I LOVED Zaftique! About 5 years ago, I bought a gorgeous black and deep purple crushed velvet gown for 25 dollars, that was on clearance from 100 dollars! It was in size 3x and I still have it, waiting to take it in somehow.


----------



## LillyBBBW (Jan 25, 2006)

AnnMarie said:


> I like cotton as much as the next gal, but I rarely find it styled enough to fit well, or hold it's shape. It's just a fact, Jack, so I think that's where a lot of the synthetics end up topping the charts.



I'm with you on that. If I find something in cotton that fits well it's only good for one wearing. After that it never looks the same again.

I'm a slob. I bump into things, spill stuff on myself, get caught on door jams, I sit in gum. I can't spend a lot of money for clothes or deal with anything that requires a lot of extra maintenance.

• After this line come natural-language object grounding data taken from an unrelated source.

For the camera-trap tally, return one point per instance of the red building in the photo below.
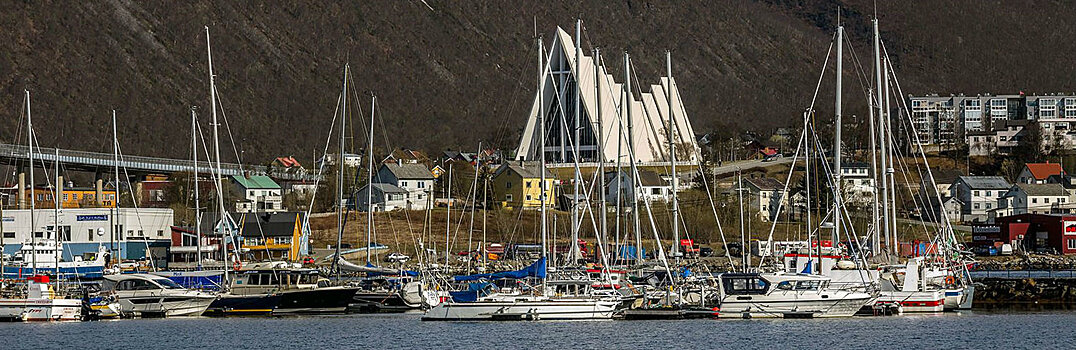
(1039, 233)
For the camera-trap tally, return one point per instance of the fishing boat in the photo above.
(39, 302)
(523, 302)
(281, 288)
(48, 261)
(140, 294)
(786, 295)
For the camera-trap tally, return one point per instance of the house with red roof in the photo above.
(1039, 172)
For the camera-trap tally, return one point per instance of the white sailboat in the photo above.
(539, 302)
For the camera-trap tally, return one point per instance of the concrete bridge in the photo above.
(94, 162)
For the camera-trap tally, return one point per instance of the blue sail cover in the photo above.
(537, 270)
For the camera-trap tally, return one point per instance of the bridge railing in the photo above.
(144, 163)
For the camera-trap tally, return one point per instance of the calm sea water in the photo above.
(978, 330)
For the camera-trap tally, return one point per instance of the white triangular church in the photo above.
(649, 114)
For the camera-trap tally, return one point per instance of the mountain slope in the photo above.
(451, 73)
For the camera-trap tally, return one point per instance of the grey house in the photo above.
(385, 197)
(978, 195)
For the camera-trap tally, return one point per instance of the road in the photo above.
(731, 167)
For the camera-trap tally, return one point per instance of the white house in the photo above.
(260, 194)
(652, 187)
(413, 178)
(979, 196)
(766, 196)
(385, 197)
(1039, 172)
(1032, 198)
(857, 182)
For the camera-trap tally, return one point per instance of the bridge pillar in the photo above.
(22, 190)
(99, 193)
(59, 192)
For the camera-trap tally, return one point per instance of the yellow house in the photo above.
(515, 184)
(272, 236)
(73, 197)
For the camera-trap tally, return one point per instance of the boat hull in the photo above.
(334, 299)
(18, 309)
(837, 307)
(382, 302)
(580, 309)
(914, 302)
(166, 306)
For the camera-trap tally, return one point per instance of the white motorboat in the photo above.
(787, 295)
(46, 257)
(503, 307)
(143, 294)
(40, 304)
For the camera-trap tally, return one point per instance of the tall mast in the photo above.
(881, 137)
(599, 151)
(340, 175)
(541, 149)
(631, 158)
(369, 177)
(115, 163)
(574, 251)
(56, 214)
(448, 214)
(29, 141)
(676, 203)
(226, 223)
(194, 144)
(892, 161)
(836, 137)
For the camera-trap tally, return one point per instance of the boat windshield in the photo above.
(167, 283)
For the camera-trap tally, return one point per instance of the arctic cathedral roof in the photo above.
(602, 94)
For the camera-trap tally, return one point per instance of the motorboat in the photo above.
(141, 294)
(281, 288)
(562, 299)
(787, 295)
(42, 257)
(40, 303)
(388, 294)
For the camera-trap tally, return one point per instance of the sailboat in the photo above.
(532, 296)
(41, 301)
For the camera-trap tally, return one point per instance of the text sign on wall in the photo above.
(91, 218)
(1069, 227)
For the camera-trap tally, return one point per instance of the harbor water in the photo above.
(970, 330)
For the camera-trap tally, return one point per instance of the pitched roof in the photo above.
(766, 183)
(288, 162)
(1043, 190)
(260, 182)
(268, 224)
(525, 169)
(986, 182)
(385, 187)
(408, 170)
(1043, 170)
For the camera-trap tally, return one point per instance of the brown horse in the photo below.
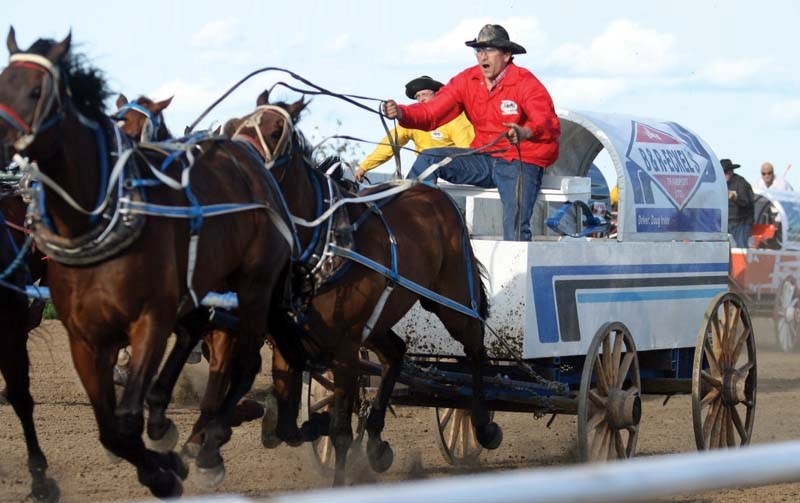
(14, 364)
(131, 276)
(347, 311)
(142, 119)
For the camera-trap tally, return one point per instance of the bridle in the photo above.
(50, 96)
(282, 148)
(151, 121)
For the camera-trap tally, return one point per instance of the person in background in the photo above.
(768, 179)
(456, 133)
(740, 204)
(513, 115)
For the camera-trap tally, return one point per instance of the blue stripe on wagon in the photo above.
(596, 298)
(556, 323)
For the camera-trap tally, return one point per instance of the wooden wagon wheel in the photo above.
(786, 314)
(609, 400)
(724, 377)
(456, 438)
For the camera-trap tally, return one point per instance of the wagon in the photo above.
(767, 274)
(586, 325)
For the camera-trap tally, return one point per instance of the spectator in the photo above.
(740, 204)
(456, 133)
(768, 179)
(499, 98)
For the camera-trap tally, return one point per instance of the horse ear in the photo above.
(60, 49)
(263, 98)
(295, 108)
(159, 106)
(11, 41)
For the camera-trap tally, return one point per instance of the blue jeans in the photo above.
(486, 171)
(741, 233)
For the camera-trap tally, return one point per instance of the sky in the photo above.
(728, 70)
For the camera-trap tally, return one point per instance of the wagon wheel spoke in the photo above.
(735, 313)
(730, 438)
(606, 356)
(600, 443)
(712, 395)
(713, 364)
(710, 379)
(600, 377)
(624, 368)
(614, 371)
(444, 421)
(323, 381)
(709, 421)
(737, 422)
(622, 451)
(716, 336)
(737, 349)
(454, 432)
(595, 421)
(597, 399)
(321, 404)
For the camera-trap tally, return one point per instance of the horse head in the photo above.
(142, 119)
(31, 87)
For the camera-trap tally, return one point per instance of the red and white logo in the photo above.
(668, 161)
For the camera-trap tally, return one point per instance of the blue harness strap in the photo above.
(405, 283)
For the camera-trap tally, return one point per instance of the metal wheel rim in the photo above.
(597, 440)
(456, 436)
(721, 342)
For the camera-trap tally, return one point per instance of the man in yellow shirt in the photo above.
(456, 133)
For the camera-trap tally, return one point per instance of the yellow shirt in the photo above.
(456, 133)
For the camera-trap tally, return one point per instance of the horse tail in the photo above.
(483, 300)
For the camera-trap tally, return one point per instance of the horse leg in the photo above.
(345, 377)
(469, 332)
(390, 349)
(15, 365)
(160, 429)
(220, 346)
(217, 432)
(161, 473)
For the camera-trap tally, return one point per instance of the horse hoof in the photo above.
(210, 478)
(45, 491)
(167, 485)
(380, 456)
(490, 436)
(269, 423)
(167, 442)
(176, 464)
(113, 458)
(247, 410)
(189, 451)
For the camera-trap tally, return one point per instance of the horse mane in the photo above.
(87, 84)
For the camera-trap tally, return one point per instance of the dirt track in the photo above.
(68, 434)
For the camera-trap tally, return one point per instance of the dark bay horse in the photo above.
(119, 276)
(142, 119)
(354, 307)
(15, 318)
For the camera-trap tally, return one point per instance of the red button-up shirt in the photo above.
(518, 98)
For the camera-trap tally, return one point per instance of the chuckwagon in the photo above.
(584, 321)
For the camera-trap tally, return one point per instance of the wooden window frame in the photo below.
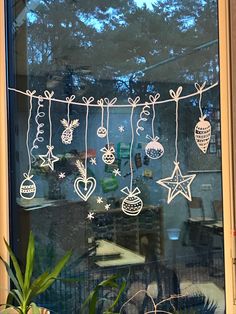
(227, 47)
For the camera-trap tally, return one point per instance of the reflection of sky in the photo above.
(147, 2)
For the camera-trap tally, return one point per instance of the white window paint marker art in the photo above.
(154, 149)
(101, 131)
(177, 183)
(121, 128)
(28, 187)
(69, 125)
(84, 186)
(142, 118)
(108, 156)
(49, 159)
(132, 203)
(202, 131)
(39, 133)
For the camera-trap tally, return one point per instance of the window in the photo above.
(107, 51)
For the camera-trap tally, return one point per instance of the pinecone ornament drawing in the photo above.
(202, 134)
(67, 134)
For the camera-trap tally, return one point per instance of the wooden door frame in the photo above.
(227, 48)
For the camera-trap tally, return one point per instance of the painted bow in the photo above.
(155, 138)
(128, 192)
(108, 149)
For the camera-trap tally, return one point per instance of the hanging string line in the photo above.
(131, 149)
(200, 104)
(176, 130)
(86, 139)
(153, 119)
(123, 106)
(38, 137)
(102, 117)
(108, 115)
(30, 94)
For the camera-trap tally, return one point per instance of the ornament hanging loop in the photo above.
(70, 99)
(29, 93)
(155, 138)
(153, 99)
(176, 95)
(87, 101)
(199, 87)
(110, 102)
(48, 95)
(134, 102)
(129, 192)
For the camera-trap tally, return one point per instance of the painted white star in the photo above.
(177, 184)
(90, 215)
(121, 128)
(93, 161)
(61, 175)
(48, 159)
(116, 172)
(107, 206)
(99, 200)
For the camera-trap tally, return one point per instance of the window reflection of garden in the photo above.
(119, 49)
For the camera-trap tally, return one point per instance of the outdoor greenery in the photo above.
(25, 290)
(119, 47)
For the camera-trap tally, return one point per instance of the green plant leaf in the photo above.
(35, 308)
(9, 306)
(36, 285)
(11, 275)
(15, 295)
(16, 267)
(92, 301)
(29, 262)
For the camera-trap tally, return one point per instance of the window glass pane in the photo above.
(128, 180)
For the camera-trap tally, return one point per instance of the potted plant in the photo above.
(26, 289)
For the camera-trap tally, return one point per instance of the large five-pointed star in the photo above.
(177, 184)
(48, 159)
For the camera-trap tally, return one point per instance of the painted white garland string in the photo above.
(86, 141)
(200, 89)
(175, 96)
(30, 94)
(38, 138)
(69, 100)
(133, 104)
(122, 106)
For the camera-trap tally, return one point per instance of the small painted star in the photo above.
(90, 215)
(61, 175)
(99, 200)
(121, 128)
(93, 161)
(107, 206)
(116, 172)
(177, 184)
(48, 159)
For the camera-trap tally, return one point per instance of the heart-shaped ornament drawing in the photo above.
(84, 187)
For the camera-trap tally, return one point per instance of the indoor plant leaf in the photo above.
(29, 262)
(16, 266)
(11, 275)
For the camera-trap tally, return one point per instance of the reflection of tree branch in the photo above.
(124, 83)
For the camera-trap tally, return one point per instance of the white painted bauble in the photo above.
(27, 189)
(67, 136)
(154, 149)
(202, 134)
(132, 205)
(101, 132)
(108, 157)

If it can't be thrown in the wash with all the other stuff I can't use it. I have fancy stuff to sing in that I take excellent care of but the rest of my gear is all dispensable synthetic. If I really like it I'll buy two and when one gets damaged it's thrown in the garbage. And I refuse to spend over a certain amount of money for something made out of polyester. That's just not in me.


----------



## rainyday (Jan 26, 2006)

I detest synthetic. I feel like I'm walking around in Saran Wrap or some evil weight-loss-by-sweat torture device. Sadly Making It Big just started doing part of their clothes in polyester--think it was last season. I was aghast and wonder if they've been bought out. 

Plus Woman sometimes has some very nice rayon fabrics, but for some reason they show most of their clothes in dowdiest fabrics in their selections. I've gotten pieces from them that I love, but it takes a lot of squinting at those little fabric squares and trying to imagine what it's going to look like.

Some of my favorite pieces--a black velvet button-up-the-back jacket and a beautiful filmy see-through pink shirt--have come from Love Your Peaches. The pink shirt is synthetic, but it's so pretty and feminine it's one time I haven't cared.


----------



## ripley (Jan 26, 2006)

MissToodles said:


> Tencel isn't a natural fabric but I can breathe in it.




I'm not sure, but isn't Tencel made from a wood fiber (therefore natural)?


----------